Section 2.3.4.1: Free Trees

Exercise 6. [**] $$M27$$ Suppose a graph has $n$ vertices $V_1,\ldots,V_n$ and $m$ edges $e_1,\ldots,e_m$. Each edge $e$ is represented by a pair of integers $(a,b)$ if it joins $V_a$ to $V_b$. Design an algorithm that takes the input pairs $(a_1,b_1),\ldots,(a_m,b_m)$ and prints out a subset of edges that forms a free tree; the algorithm reports failure if this is impossible. Strive for an efficient algorithm.

Verified: yes
Solve time: 37s

Process the edges one at a time, maintaining a set of connected components of the vertices already joined by the selected edges. Initially each vertex forms a component by itself, and no edge has been selected. When the edge $(a_i,b_i)$ is examined, determine whether $V_{a_i}$ and $V_{b_i}$ lie in different components. If they do, print $e_i$ and merge the two components; if they lie in the same component, discard $e_i$. After all $m$ edges have been processed, report failure if more than one component remains.

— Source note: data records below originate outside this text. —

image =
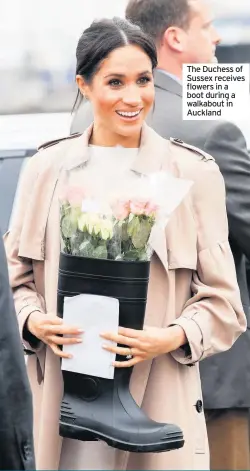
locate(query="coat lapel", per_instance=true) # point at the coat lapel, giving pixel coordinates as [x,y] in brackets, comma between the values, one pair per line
[149,160]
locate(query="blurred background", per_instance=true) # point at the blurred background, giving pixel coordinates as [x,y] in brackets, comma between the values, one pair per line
[38,41]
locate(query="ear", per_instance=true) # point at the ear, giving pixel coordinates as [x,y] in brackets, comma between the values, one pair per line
[83,87]
[175,38]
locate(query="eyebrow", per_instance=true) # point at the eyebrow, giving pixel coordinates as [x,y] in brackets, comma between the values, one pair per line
[122,75]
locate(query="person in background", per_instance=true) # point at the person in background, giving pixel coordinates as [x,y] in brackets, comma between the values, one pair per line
[193,310]
[183,32]
[16,418]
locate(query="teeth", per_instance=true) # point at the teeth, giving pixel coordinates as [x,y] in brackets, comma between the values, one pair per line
[128,114]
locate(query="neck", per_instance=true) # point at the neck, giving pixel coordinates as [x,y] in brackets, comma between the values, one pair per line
[104,137]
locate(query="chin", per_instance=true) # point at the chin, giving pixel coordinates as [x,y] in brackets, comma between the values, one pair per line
[129,129]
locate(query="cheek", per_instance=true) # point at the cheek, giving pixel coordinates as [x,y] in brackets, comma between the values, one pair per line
[148,96]
[104,101]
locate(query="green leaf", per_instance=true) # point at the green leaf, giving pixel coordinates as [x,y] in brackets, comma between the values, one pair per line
[131,255]
[86,249]
[100,252]
[68,225]
[133,226]
[141,234]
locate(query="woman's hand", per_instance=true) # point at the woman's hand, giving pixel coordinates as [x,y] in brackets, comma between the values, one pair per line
[141,345]
[50,328]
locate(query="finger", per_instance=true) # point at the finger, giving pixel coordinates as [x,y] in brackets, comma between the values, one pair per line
[120,350]
[55,320]
[63,340]
[126,364]
[123,351]
[130,342]
[133,333]
[63,329]
[58,352]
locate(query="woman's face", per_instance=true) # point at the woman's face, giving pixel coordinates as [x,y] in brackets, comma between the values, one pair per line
[121,92]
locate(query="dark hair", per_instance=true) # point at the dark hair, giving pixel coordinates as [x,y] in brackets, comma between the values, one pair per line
[103,37]
[156,16]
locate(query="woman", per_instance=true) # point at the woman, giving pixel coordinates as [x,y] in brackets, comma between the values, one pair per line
[194,308]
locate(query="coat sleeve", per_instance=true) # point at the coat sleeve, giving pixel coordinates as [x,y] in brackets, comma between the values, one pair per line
[228,146]
[213,318]
[21,274]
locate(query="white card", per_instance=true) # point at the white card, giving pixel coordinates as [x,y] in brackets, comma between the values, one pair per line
[94,314]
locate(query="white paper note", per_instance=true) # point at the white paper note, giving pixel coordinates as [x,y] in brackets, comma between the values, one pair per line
[94,314]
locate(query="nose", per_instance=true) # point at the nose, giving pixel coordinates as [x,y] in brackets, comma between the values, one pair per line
[132,96]
[216,37]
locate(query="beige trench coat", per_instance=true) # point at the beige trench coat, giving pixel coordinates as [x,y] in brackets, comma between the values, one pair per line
[192,256]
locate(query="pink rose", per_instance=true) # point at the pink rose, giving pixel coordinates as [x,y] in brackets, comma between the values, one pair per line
[150,209]
[121,209]
[137,207]
[75,195]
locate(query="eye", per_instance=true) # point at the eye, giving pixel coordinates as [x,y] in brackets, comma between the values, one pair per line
[144,80]
[114,82]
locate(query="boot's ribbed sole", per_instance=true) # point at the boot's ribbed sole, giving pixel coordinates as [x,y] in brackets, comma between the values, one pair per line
[78,433]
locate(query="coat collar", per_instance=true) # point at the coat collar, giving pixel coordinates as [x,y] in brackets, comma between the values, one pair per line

The selected edges contain no cycle. Indeed, if an edge joins two vertices already in the same component, there is already a path between them, so adding that edge would create a cycle; such edges are discarded. Conversely, every printed edge joins two previously distinct components, so no cycle is introduced. If the algorithm terminates with a single component, the printed edges form a connected graph with no cycles, hence a free tree by Theorem A(a). Since each printed edge reduces the number of components by $1$, starting from $n$ components and ending with $1$, exactly $n-1$ edges are printed. If the algorithm terminates with more than one component, the original graph is disconnected, therefore no free tree spanning all vertices can exist.

For efficiency, represent the components by the union-find method. Then each edge requires two FIND operations and, when selected, one UNION operation, giving a running time essentially proportional to $m$. The storage requirement is proportional to $n$.